Denn der Schuldner erhebt insoweit materielle Einwendungen gegen den titulierten Anspruch, die - mit Ausnahme des hier nicht zu beurteilenden Erfüllungseinwandes - nicht im Vollstreckungsverfahren nach § 888 ZPO, sondern - sofern sie nicht gemäß § 767 Abs. 2 ZPO präkludiert sind - allenfalls im Rahmen einer Vollstreckungsgegenklage gemäß § 767 Abs. 1 ZPO zugunsten des Schuldners Berücksichtigung finden können (Stöber, a. a. O., § 888 Rz. 11 m. w. N.).

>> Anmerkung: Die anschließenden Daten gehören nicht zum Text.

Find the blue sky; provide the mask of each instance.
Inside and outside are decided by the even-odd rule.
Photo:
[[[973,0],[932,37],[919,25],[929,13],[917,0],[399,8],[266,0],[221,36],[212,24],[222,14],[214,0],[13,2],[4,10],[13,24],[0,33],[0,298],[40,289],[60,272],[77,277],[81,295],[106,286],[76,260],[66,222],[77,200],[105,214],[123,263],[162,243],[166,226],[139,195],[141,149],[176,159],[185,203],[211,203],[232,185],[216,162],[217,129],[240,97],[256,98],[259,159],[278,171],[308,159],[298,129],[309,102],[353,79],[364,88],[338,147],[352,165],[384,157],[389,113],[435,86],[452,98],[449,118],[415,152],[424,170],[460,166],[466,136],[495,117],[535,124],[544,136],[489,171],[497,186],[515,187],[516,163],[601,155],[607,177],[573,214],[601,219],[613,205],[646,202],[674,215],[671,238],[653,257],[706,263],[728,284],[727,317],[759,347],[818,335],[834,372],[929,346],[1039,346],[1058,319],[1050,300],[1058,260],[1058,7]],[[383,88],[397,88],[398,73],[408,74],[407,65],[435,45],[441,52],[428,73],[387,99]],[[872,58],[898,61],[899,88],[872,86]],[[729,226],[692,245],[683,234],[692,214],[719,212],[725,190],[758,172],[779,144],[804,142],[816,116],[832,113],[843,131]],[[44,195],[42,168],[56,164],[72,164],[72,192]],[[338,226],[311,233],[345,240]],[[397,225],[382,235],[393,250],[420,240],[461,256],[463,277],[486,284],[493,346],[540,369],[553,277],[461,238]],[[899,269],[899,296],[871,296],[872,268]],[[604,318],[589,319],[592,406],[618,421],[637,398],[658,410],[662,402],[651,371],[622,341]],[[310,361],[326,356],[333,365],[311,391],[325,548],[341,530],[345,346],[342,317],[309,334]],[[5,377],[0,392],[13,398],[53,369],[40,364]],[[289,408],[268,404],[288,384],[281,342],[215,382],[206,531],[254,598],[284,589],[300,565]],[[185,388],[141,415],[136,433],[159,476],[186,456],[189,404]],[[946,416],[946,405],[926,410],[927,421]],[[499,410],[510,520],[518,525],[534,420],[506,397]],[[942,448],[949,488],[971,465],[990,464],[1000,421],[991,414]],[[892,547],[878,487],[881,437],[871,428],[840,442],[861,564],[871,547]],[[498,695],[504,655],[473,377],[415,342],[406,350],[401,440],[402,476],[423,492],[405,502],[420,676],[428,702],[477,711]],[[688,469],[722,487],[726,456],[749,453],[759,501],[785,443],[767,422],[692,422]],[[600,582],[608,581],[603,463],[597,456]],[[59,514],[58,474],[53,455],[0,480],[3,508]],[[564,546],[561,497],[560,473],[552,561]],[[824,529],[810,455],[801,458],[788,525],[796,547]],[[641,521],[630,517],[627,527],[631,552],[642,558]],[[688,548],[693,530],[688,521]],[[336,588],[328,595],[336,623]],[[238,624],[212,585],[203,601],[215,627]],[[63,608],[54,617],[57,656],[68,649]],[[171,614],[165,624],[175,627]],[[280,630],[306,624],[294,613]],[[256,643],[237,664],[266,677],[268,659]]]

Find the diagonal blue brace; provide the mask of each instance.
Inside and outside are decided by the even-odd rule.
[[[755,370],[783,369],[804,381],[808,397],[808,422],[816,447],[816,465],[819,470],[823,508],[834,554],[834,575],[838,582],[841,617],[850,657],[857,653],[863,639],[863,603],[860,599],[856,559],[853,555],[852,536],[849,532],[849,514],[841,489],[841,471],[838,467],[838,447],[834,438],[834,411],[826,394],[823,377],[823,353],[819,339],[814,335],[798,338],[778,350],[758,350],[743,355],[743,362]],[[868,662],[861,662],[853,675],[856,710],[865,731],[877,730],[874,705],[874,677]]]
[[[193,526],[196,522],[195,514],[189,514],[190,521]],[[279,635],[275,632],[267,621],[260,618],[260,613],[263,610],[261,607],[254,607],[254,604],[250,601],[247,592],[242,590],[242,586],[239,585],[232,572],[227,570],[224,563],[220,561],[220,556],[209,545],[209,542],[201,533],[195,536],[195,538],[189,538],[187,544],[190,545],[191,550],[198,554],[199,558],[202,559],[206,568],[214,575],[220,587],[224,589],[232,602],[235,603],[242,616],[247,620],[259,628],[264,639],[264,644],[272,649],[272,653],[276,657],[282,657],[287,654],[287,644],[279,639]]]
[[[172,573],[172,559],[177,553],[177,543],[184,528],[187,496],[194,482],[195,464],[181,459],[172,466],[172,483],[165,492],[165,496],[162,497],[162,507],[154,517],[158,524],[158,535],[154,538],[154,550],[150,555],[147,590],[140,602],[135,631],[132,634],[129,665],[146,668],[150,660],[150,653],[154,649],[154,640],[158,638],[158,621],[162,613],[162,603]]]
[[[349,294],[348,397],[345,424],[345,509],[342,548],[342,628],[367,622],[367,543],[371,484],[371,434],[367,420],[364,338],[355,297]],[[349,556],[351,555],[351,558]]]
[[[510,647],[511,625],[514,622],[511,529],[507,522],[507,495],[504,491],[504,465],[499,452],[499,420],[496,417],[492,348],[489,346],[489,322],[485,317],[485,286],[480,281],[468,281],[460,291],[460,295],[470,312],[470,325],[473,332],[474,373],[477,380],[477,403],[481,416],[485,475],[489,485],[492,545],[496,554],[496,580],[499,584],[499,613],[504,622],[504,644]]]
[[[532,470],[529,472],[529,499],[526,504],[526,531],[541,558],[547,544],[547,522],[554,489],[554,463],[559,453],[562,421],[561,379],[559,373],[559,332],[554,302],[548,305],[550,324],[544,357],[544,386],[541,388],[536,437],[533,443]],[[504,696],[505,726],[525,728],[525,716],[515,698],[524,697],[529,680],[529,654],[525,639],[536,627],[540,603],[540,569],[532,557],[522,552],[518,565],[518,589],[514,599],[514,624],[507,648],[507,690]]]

Die Nebenentscheidungen beruhen auf den §§ 891 Satz 3, 97 Abs. 1 ZPO, 3 ZPO, 63 Abs. 3 Satz 1 GKG. Der Wertfestsetzung war der Wert der Hauptsache zugrunde zu legen (KG, Beschl. v. 9. Februar 2011 - 19 W 34/10 - Tz. 19, juris). Diesen hat die Kammer - ausgehend von der vom Amtsgericht im Erkenntnisverfahren ermessensfehlerfrei ermittelten Minderungsquote von 10% - gemäß § 41 Abs. 5 Satz 1 GKG mit dem Jahreswert einer angemessenen Minderung bemessen.
Gründe, die Rechtsbeschwerde zuzulassen, bestanden nicht, § § 574 Abs. 2, Abs. 3 Satz 1 ZPO.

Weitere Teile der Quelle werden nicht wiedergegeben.